If \[\cos x \ne \dfrac{1}{2}\] then find the solution of \[\cos x + \cos 2x + \cos 3x = 0\]
A.\[2n\pi {\rm{ }} \pm {\rm{ }}\dfrac{\pi }{4},{\rm{ }}n \in \mathbb{Z}\]
B. \[2n\pi {\rm{ }} \pm {\rm{ }}\dfrac{\pi }{3},{\rm{ }}n \in \mathbb{Z}\]
C. \[2n\pi {\rm{ }} \pm {\rm{ }}\dfrac{\pi }{6},{\rm{ }}n \in \mathbb{Z}\]
D. \[2n\pi {\rm{ }} \pm {\rm{ }}\dfrac{\pi }{2},{\rm{ }}n \in \mathbb{Z}\]

Answer 1

Hint: First apply the sum formula of cosine on \[\cos x + \cos 3x\] then factor out the common term \[\cos 2x\], as \[\cos x \ne \dfrac{1}{2}\] so equate \[\cos 2x\] to zero. Now, use the value \[\cos \dfrac{\pi }{2} = 0\] to obtain the of x. Lastly use the formula of general solution of cosine to obtain the required result.



Formula Used:The sum formula of cosine is,
\[cos{\rm{ }}C{\rm{ }} + {\rm{ }}cos{\rm{ }}D{\rm{ }} = {\rm{ }}2{\rm{ }}cos\dfrac{{\left( {C{\rm{ }} + {\rm{ }}D} \right)}}{2}{\rm{ }}cos\dfrac{{\left( {C{\rm{ }}-{\rm{ }}D} \right)}}{2}\] .
The general solution of
 \[\begin{array}{l}\cos x = \cos \theta \\ \Rightarrow x = 2n\pi \pm \theta \end{array}\]

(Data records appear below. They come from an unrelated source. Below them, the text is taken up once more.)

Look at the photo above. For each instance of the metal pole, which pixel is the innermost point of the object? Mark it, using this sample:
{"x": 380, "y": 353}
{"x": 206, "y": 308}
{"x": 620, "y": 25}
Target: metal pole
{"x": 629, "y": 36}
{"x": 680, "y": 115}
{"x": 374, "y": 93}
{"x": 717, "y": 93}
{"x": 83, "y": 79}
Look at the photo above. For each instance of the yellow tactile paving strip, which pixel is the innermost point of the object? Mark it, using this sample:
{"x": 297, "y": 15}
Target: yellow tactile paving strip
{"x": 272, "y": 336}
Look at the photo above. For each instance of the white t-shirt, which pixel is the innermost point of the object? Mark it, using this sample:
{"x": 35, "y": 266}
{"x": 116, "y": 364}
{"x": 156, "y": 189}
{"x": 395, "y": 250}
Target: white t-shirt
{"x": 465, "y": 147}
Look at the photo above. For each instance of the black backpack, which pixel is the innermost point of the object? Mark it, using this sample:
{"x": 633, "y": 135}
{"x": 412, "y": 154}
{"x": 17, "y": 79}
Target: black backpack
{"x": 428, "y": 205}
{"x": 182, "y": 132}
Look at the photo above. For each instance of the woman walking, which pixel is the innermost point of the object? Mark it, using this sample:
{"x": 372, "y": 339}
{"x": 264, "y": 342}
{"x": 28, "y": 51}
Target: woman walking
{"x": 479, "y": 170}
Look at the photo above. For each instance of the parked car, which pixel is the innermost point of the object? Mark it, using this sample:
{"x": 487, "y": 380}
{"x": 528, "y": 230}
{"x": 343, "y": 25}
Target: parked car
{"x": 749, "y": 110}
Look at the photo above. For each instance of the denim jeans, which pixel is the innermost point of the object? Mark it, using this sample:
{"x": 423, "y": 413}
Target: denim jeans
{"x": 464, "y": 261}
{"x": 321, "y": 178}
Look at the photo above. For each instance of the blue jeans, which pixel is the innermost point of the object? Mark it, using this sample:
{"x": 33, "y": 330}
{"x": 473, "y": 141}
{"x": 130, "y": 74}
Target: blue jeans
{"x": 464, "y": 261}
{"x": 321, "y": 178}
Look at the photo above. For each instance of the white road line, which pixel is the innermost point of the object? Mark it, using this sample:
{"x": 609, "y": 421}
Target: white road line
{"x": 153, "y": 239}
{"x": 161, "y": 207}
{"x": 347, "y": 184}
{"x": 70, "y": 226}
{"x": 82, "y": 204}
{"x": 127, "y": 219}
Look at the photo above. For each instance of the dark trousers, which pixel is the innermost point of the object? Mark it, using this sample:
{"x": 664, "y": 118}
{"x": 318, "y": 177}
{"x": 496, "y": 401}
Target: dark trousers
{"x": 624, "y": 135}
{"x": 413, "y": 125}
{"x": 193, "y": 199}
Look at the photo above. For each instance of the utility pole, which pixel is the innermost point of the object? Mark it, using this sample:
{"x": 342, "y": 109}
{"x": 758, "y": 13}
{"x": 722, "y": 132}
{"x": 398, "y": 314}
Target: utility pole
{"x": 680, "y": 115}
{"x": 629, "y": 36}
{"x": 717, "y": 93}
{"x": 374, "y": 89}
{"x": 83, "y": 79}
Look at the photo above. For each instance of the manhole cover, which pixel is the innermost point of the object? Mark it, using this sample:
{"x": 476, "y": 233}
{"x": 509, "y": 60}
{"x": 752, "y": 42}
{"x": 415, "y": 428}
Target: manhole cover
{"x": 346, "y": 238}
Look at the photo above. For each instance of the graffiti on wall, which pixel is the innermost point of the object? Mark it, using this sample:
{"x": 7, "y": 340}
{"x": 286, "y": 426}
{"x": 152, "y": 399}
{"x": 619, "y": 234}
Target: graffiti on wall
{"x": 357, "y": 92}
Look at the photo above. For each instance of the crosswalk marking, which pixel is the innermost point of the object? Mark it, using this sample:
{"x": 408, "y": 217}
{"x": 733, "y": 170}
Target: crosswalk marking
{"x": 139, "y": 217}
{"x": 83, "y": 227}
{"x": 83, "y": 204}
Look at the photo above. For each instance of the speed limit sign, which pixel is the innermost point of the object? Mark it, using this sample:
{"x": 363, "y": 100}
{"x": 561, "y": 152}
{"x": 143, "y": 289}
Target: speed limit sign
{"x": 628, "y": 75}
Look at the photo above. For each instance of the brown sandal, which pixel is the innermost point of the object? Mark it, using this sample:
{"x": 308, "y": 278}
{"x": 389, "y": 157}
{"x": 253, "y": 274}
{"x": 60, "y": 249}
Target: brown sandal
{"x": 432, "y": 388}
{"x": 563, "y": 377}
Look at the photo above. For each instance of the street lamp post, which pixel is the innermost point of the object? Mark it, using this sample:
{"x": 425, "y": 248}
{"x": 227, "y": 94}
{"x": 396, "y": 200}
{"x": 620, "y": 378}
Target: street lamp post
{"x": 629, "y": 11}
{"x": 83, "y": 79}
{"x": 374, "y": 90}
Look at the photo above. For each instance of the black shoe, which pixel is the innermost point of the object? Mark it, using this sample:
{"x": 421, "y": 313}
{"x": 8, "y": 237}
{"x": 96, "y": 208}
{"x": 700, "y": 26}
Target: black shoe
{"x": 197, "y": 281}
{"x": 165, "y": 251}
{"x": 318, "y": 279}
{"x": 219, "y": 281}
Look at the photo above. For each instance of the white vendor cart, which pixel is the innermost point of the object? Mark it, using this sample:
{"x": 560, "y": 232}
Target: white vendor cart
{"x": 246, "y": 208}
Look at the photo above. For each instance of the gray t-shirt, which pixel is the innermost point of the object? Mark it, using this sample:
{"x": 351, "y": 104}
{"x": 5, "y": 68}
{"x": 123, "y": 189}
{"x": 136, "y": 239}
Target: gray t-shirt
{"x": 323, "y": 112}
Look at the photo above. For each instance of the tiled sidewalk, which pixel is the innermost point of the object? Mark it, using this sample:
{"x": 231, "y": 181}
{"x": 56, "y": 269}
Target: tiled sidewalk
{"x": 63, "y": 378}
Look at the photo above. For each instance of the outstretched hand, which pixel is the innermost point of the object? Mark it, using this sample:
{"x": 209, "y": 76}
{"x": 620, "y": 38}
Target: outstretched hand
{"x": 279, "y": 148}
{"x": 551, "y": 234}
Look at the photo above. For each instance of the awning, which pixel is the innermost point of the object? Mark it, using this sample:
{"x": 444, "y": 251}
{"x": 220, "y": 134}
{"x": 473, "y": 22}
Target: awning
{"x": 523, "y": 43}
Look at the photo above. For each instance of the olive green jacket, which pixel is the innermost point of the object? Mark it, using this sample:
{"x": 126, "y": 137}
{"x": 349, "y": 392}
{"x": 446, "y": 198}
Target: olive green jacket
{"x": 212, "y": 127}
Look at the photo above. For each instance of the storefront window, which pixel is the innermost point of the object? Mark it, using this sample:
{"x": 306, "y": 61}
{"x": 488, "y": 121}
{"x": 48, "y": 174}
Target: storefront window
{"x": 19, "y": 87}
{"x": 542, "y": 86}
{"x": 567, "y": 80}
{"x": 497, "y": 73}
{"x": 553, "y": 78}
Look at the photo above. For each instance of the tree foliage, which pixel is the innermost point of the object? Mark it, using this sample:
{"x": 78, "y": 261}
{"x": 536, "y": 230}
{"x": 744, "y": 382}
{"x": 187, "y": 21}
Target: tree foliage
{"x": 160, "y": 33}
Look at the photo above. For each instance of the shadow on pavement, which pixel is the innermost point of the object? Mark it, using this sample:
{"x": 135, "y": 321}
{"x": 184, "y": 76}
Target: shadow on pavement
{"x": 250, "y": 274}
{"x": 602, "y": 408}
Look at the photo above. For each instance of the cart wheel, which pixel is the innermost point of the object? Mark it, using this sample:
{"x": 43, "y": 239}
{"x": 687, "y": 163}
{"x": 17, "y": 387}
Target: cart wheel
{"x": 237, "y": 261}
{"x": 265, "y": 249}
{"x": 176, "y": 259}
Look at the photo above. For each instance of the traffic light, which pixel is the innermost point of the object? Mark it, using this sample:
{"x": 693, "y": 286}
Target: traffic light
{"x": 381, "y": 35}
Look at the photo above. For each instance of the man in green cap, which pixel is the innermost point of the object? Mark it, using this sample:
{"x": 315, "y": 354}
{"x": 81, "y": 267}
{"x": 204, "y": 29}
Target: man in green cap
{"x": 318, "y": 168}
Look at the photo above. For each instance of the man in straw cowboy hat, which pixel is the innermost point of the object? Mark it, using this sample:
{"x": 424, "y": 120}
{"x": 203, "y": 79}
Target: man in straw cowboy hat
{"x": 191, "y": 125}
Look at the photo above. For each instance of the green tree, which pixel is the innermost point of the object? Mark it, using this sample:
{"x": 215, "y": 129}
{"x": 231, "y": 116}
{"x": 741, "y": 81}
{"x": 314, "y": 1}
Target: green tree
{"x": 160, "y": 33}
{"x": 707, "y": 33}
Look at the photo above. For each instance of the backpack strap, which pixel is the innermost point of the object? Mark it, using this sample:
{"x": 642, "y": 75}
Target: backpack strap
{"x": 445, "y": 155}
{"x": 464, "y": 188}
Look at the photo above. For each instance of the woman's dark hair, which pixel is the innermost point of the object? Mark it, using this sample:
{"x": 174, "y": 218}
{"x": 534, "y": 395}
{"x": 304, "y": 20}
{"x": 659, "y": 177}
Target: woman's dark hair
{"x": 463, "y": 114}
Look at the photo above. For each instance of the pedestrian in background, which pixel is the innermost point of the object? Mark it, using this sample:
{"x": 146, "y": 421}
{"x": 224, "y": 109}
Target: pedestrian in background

Complete step by step solution:The given equation is,
\[\cos x + \cos 2x + \cos 3x = 0\]
\[\Rightarrow (\cos x + \cos 3x) + \cos 2x = 0\]
\[\Rightarrow 2\cos \dfrac{{x + 3x}}{2}\cos \dfrac{{3x - x}}{2} + \cos 2x = 0\]
\[\Rightarrow 2\cos 2x\cos x + \cos 2x = 0\]
\[\Rightarrow \cos 2x(2\cos x + 1) = 0\]
\[\Rightarrow \cos 2x = 0{\rm{ or 1 + 2cosx = 0}}\]
But, \[\cos x \ne \dfrac{1}{2}\]
Therefore,
\[\cos 2x = 0\]
\[\Rightarrow \cos 2x = \cos \dfrac{\pi }{2}\]
\[\Rightarrow 2x = \dfrac{\pi }{2}\]
\[\Rightarrow x = \dfrac{\pi }{4}\]
Therefore, the solution is \[2n\pi \pm \dfrac{\pi }{4}\] .



Option ‘A’ is correct



Note: Sometime students write \[x = \dfrac{\pi }{4}\] as answer but this is partially correct as this answer does not cover all the angles for which \[\cos 2x = 0\], so here we need to use the general formula and write the answer as \[2n\pi \pm \dfrac{\pi }{4}\].